Wir entdecken außer seinen eigenen Bildern auch viele Werke bekannter europäischer Maler, Picasso, Pissaro, Renoir, Matisse, Nolde und Kokoschka, um nur einige zu nennen. Im begrünten Innenhof wachsen neben den vielen exotischen Pflanzen sogar Vergissmeinnicht.
Auf Empfehlung einer reiselustigen Bekannten besuchen wir noch das Museo Colonial. Eine Ausstellung mit Bildern und Skulpturen aus der Zeit der spanischen Eroberung in einem schönen Gebäude.
In der Calima Shopping Mall ist am Sonntag ein unglaublicher Betrieb. Wir können kaum glauben, dass vor den meisten Restaurants lange Menschenschlangen stehen, die geduldig warten, dass ein Tisch frei wird und sie irgendwann auch essen können. Das kann doch kein normaler Sonntag sein. Erst später lesen wir, dass heute Vatertag ist. Offenbar ziehen hier die Männer nicht mit alkoholischen Getränken los, sondern führen an dem Tag ihre Familie aus. Leider gibt es hier kein Restaurant der Crepes & Waffles Guppe. Wir haben schon öfter in einer der Filialen sehr gut gegessen. Das ist eine kolumbianische Erfolgsgeschichte. Zwei Studenten eröffneten 1980 in Bogota ein winziges Lokal im Stil einer französischen Creperie. Sie verwendeten von Anfang an nur erstklassige Zutaten. Das Konzept ging auf und heute existieren über 100 Filialen, davon 84 in Kolumbien. Die Kokos- und die Limetten-Minz-Limonaden haben Suchtpotential. Doch selbst wenn es hier ein Restaurant gäbe, kämen wir bei dem Andrang heute bestimmt nicht hinein. An einer kleinen Imbissbude bekommen wir etwas zu essen, ohne anstehen zu müssen. Eine Etage unter uns sitzen Menschen auf Sitzsäcken und Stühlen und verfolgen auf einer Großleinwand ein Fußballspiel.

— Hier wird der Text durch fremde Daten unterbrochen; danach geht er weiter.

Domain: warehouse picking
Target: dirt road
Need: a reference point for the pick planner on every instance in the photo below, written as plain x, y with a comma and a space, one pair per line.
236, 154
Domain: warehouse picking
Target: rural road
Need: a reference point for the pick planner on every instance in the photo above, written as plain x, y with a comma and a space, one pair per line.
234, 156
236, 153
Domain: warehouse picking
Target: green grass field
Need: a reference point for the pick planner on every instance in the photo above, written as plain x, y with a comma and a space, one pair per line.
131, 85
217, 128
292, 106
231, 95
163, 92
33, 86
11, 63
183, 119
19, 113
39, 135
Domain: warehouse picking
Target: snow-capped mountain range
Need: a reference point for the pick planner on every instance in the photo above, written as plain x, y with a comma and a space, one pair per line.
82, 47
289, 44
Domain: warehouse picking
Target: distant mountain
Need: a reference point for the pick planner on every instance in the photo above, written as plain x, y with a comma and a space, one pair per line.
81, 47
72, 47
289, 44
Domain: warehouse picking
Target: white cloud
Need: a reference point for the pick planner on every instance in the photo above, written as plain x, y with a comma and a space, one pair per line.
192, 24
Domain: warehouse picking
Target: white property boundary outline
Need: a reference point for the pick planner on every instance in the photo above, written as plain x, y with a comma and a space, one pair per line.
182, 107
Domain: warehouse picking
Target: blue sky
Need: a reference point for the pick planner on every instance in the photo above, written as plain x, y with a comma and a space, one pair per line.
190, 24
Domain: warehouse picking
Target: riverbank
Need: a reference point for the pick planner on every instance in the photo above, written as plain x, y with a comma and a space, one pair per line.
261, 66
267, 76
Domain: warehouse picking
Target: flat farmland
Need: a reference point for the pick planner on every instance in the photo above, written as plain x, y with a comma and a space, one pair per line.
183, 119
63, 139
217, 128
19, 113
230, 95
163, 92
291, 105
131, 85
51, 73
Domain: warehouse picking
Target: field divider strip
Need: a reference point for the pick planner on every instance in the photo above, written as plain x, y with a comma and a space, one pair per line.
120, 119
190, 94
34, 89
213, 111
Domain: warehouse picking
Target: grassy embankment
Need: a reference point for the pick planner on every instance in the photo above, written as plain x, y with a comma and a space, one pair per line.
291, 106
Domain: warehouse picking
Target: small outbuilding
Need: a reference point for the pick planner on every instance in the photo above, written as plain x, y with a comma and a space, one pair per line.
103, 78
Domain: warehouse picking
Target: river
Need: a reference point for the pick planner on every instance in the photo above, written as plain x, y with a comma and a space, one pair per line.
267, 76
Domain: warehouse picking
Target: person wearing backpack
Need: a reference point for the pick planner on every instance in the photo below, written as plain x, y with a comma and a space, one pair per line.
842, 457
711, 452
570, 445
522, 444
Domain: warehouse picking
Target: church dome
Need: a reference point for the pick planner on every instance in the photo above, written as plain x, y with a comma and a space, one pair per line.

Viele Frauen in Kolumbien mögen ihre Kleidung hauteng. Jeans und Leggins müssen schon stabil gearbeitet sein, um jede Bewegung gefahrlos mitzumachen. Die knappen Oberteile entblößen mehr, als sie verhüllen, und als Kleid trägt Frau gern eine Art Körperstrumpf, gerade den Po bedeckend und bevorzugt in leuchtenden Farben. Eins wird uns dabei klar, sollte Botero vom Schaffensdrang übermannt werden, an Modellen herrscht kein Mangel.
Mit einem Besuch des Klosters auf dem Monserat wird es nun doch nichts mehr, aber vielleicht kommen wir ja irgendwann noch einmal hierher.